Oelkers shared his insights on the professional world, marketing, and the impact of oil on the global economy with Lubin students and faculty during his visit. He spoke at a luncheon and lectured to several B.B.A. classes in Pleasantville and to M.B.A. students on the White Plains campus.

"Energy demand will continue to skyrocket during the coming years," said Oelkers during one informal afternoon lecture, "because people don't run out of resources they critically need." He said that Texaco, which had $31.7 billion in earnings last year, anticipates that emerging markets in places like China and Russia will ensure the company a thriving business "well into the next century."
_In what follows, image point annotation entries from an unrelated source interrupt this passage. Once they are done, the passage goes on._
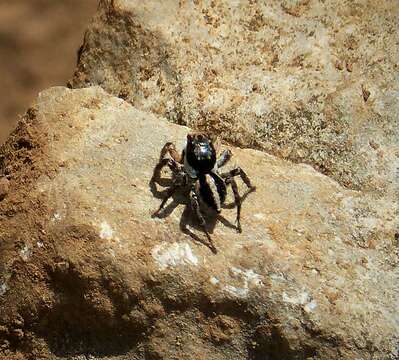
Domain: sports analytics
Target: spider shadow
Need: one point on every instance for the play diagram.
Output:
(188, 218)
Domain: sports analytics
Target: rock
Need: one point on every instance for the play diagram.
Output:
(4, 187)
(262, 74)
(87, 271)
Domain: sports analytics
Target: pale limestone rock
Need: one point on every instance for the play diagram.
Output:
(286, 77)
(313, 275)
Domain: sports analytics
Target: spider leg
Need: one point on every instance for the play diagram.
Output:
(172, 164)
(237, 201)
(194, 199)
(239, 172)
(224, 158)
(170, 148)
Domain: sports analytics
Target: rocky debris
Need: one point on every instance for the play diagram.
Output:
(280, 76)
(4, 187)
(87, 272)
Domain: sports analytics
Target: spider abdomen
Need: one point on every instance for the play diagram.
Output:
(212, 190)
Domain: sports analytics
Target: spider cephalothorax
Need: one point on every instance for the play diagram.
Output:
(200, 153)
(198, 169)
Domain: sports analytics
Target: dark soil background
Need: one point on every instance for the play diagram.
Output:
(38, 44)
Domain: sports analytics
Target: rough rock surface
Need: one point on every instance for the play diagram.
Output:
(307, 80)
(86, 272)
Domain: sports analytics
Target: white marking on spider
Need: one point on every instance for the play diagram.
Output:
(171, 255)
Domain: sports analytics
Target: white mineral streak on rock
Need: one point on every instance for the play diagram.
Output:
(309, 307)
(214, 280)
(56, 217)
(106, 231)
(3, 288)
(302, 298)
(25, 253)
(248, 278)
(259, 216)
(173, 255)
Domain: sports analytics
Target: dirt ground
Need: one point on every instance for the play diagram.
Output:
(38, 44)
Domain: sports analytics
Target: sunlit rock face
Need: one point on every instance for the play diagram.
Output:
(314, 82)
(87, 271)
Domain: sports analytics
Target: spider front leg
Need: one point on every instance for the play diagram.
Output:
(170, 148)
(229, 179)
(237, 201)
(239, 172)
(224, 158)
(194, 199)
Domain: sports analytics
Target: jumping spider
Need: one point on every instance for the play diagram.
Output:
(197, 169)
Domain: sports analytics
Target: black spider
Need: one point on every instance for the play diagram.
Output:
(197, 168)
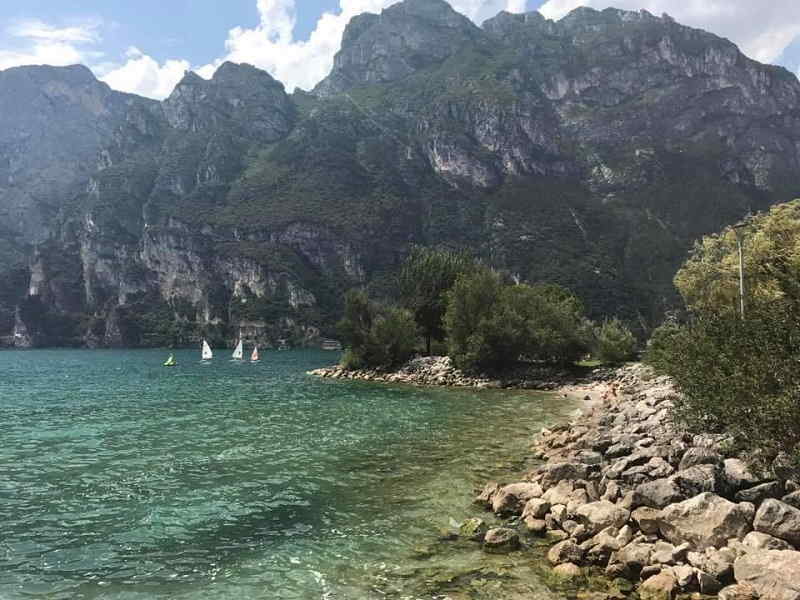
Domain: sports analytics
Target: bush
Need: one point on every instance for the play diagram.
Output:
(613, 342)
(738, 377)
(491, 325)
(376, 336)
(423, 282)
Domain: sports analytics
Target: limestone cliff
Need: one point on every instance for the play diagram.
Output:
(590, 151)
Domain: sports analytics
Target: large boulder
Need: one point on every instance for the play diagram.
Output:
(555, 472)
(658, 493)
(565, 552)
(599, 515)
(759, 493)
(511, 499)
(663, 586)
(780, 520)
(706, 520)
(699, 456)
(738, 475)
(774, 574)
(755, 540)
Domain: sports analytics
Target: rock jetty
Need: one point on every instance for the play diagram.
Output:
(624, 490)
(439, 371)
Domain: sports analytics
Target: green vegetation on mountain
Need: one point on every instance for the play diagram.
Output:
(588, 153)
(738, 376)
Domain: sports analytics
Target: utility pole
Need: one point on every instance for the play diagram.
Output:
(738, 230)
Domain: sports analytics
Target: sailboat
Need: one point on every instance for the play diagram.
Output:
(239, 352)
(207, 354)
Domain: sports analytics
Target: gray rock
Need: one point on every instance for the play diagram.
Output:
(699, 456)
(662, 553)
(659, 493)
(564, 552)
(599, 515)
(535, 526)
(759, 493)
(663, 586)
(633, 557)
(473, 529)
(684, 575)
(773, 574)
(487, 494)
(755, 540)
(647, 519)
(501, 539)
(563, 471)
(709, 584)
(738, 592)
(738, 475)
(779, 520)
(536, 508)
(792, 499)
(560, 493)
(706, 520)
(511, 499)
(567, 571)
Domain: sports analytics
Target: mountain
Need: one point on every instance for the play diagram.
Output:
(591, 151)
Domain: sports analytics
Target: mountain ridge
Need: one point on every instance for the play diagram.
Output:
(589, 151)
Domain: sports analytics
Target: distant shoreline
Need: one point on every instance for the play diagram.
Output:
(439, 371)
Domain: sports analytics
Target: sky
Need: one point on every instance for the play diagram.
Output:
(144, 47)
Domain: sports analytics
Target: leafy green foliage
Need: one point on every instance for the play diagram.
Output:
(425, 277)
(737, 377)
(613, 342)
(491, 325)
(376, 336)
(709, 280)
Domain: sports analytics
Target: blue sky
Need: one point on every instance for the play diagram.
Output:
(146, 45)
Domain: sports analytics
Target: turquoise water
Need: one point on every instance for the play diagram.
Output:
(121, 479)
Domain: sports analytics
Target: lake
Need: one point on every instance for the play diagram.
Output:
(123, 479)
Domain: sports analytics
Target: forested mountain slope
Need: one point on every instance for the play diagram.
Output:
(590, 152)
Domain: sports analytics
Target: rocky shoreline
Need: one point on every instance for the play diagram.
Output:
(623, 491)
(439, 371)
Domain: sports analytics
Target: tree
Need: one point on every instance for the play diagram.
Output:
(613, 342)
(709, 280)
(424, 280)
(471, 300)
(492, 325)
(375, 335)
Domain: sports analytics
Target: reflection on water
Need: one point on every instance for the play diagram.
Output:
(125, 480)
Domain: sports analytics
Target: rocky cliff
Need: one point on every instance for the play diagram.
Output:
(590, 151)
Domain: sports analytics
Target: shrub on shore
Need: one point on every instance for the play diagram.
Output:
(375, 335)
(423, 282)
(738, 374)
(491, 325)
(613, 342)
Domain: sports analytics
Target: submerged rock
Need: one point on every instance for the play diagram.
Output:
(500, 540)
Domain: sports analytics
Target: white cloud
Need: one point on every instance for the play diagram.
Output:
(761, 29)
(303, 63)
(39, 30)
(141, 74)
(41, 44)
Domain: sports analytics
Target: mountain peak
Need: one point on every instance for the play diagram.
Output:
(405, 38)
Pointing out that the oil is a uniquely "geopolitical commodity," since much of the world's crude oil resources are nationalized, Oelkers said that companies like Texaco must form partnerships with national, and sometimes regional, governments to obtain lucrative drilling contracts. He noted that new supply patterns had intensified globalization in the industry. "Every country now wants its own refinery," added Oelkers, "which will change the flow of the commodity. Each new refinery impacts the price of oil all over the world." He added that, in the future, Texaco would continue to form strategic alliances, such as the joint venture the company runs with Shell Oil, to increase efficiency and drive down costs. Oelkers himself is on the management committee of Star Enterprises, a partnership between Texaco and Saudi Refining Inc., which markets under the Texaco banner in 26 states.

A Wealth of Marketing and Financial Experience
Soon after receiving his degree in Business Administration from Pace in 1966, Oelkers joined Texaco's auditing department. In 1977, he was named manager of internal auditing and two years later became head of the unit. He later moved over to Texaco's marketing and product management unit and in 1993 was promoted to senior vice president of Texaco's refining and marketing operation. In his current position as president of Texaco International Trader Inc., Oelkers oversees worldwide trading of the company's crude oil reserves.

As with many dynamic and busy business people, Oelkers somehow finds the time to be active in a number of civic, professional, and charitable organizations. He is on the Financial Accounting Standards Board's Advisory Committee and serves on the Board of Directors of the United Way of Stamford, Connecticut. He has been a member of Pace University's Board of Trustees since 1997 and was honored last spring by Lubin's Iota Lambda chapter of Beta Alpha Psi as a distinguished alumnus.